Si è presentato in azienda con le stampelle, dopo una diagnosi e in attesa di un’operazione. Pensava di dover solo chiarire la sua situazione, invece è stato spinto a firmare la risoluzione consensuale del contratto. È successo a un sous chef del Mühlviertel, in Austria: quattro mesi di lavoro alle spalle e un licenziamento di fatto proprio mentre era in malattia. Una storia che fa rumore e che riporta al centro un tema delicato, quello dei diritti dei lavoratori nelle cucine.

Austria, cuoco in malattia spinto a lasciare il lavoro: la vicenda choc
La convocazione e la firma forzata
Come riporta Rolling Pin, il cuoco aveva iniziato da poche settimane nella brigata quando, due settimane dopo la malattia, il datore di lavoro lo ha chiamato a presentarsi in sede. Lui non si è tirato indietro, nonostante le difficoltà fisiche evidenti, e si è presentato con le stampelle. In quell’occasione l’azienda lo ha convinto a firmare la risoluzione consensuale del contratto. Poco dopo, però, è arrivata la doccia fredda: nessuna retribuzione per il periodo di malattia, perché secondo l’impresa l’accordo bastava a liberarla da ogni obbligo.
L’intervento della Camera del Lavoro
Il cuoco non si è arreso e si è rivolto alla Camera del Lavoro dell’Alta Austria (AK OÖ). Da lì la risposta è stata chiara: anche se il rapporto di lavoro si interrompe, il diritto alla retribuzione resta valido per un periodo stabilito dalla legge.
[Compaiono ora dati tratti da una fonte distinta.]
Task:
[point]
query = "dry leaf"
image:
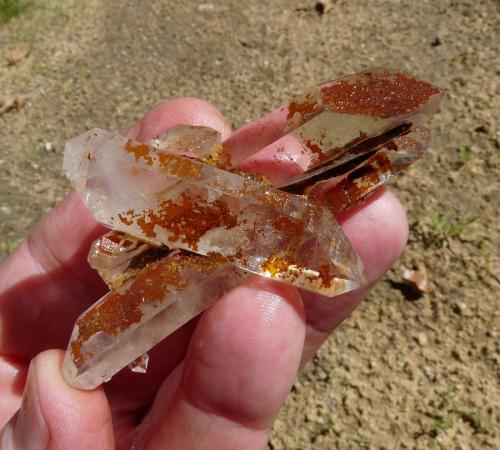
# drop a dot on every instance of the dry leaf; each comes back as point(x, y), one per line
point(417, 279)
point(17, 55)
point(11, 102)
Nel suo caso sei settimane di stipendio pieno dal primo giorno di malattia, seguite da altre quattro al 50%.

Ristorazione e diritti: il caso choc di un lavoratore austriaco
Messa alle strette, l’azienda ha provato a giustificarsi sostenendo che il dipendente, al momento della firma, fosse in salute. Una versione che regge poco, considerando che l’uomo camminava con le stampelle e aveva già informato l’impresa della diagnosi e dell’operazione imminente, pur senza essere tenuto a farlo. Solo dopo un secondo sollecito formale da parte della Camera del Lavoro il datore di lavoro ha ceduto e pagato quanto dovuto: quasi 3.800 euro.
Un segnale per tutto il settore
Il presidente dell’AK, Andreas Stangel, ha commentato la vicenda con parole che pesano: «Meglio una domanda in più che rinunciare ai propri diritti». Un invito diretto, perché troppo spesso i lavoratori - e nel settore della ristorazione accade ancora di più, soprattutto in Italia - rinunciano a tutele fondamentali per mancanza di informazioni o per paura di perdere il posto.
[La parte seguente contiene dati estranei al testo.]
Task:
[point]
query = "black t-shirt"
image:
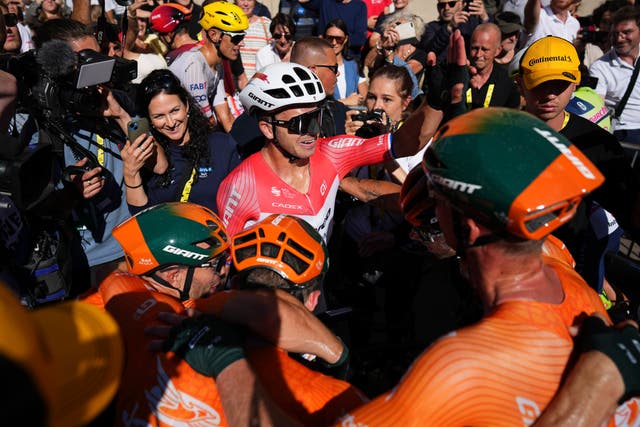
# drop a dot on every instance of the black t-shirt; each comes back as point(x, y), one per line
point(617, 194)
point(503, 93)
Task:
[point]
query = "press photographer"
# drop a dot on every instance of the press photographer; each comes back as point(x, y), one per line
point(76, 112)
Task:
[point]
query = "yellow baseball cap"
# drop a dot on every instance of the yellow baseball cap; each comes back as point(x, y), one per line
point(71, 351)
point(549, 58)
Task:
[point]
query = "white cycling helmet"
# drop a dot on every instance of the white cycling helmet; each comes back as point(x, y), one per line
point(281, 85)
Così una vicenda nata in una cucina di provincia diventa il simbolo di un problema più grande. Dietro i piatti che arrivano in sala ci sono persone che lavorano con turni infiniti, contratti fragili e poche garanzie. Questa volta la legge ha rimesso le cose a posto, ma resta una domanda aperta: quanti cuochi e camerieri, ogni giorno, preferiscono ingoiare in silenzio pur di non rischiare di restare senza lavoro?